The dominant style for much of Cook's career was ragtime, which today is thought of mostly as an instrumental style but which anyone 100 years ago, black or white, would have identified as vocal. Cook shows great flexibility in adapting ragtime rhythms to a variety of moods, including romance, comedy, and, in On Emancipation Day and a few other pieces, a vision of social change. But he isn't limited to ragtime. Just as pianist Eubie Blake enjoyed playing waltzes, Cook often worked in forms uninflected by African-American music -- romantic parlor songs, sentimental "mother" songs, and even the old-plantation type of number that went back to Stephen Foster's Old Folks at Home. His musical sense of humor was a major part of what endeared him to audiences, and it's on display in the comic routine An Explanation. Cook's songs have been recorded here and there, but his appeal comes into full view with the generous two-disc selection recorded here.
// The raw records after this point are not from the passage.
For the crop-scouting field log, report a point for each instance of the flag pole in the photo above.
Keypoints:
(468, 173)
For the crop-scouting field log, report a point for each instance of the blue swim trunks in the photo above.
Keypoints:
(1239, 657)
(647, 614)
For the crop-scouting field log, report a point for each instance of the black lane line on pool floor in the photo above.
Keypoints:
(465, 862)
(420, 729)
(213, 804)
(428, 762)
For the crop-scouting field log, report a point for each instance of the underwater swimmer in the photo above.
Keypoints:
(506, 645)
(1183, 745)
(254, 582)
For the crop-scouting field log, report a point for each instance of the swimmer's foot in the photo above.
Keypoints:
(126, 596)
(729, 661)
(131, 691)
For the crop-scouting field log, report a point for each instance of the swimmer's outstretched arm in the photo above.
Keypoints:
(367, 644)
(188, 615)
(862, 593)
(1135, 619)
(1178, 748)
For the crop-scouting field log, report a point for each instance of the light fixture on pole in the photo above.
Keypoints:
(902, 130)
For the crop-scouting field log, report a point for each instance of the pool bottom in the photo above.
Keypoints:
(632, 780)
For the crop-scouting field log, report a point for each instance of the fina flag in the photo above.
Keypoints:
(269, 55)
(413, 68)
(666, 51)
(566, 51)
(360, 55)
The problem with this recording is that, although these songs were intended for the musical stage, the performances don't feel as though they belong there. William Brown, an operatic tenor, was 66 years old when he made this recording (and passed away soon afterward). His handling of the older black diction Cook sometimes used is skillful and natural, with an easy continuum between broader comic speech and standard English. But he and accompanist Ann Sears are too restrained. Cook's songs were surely often arranged for voice and piano, but even in this medium they need more rhythmic zip than they have here. Two discs of Will Marion Cook represent an important step forward in understanding one of America's most neglected composers, but the black stage musical of the early twentieth century has not yet quite been brought to life.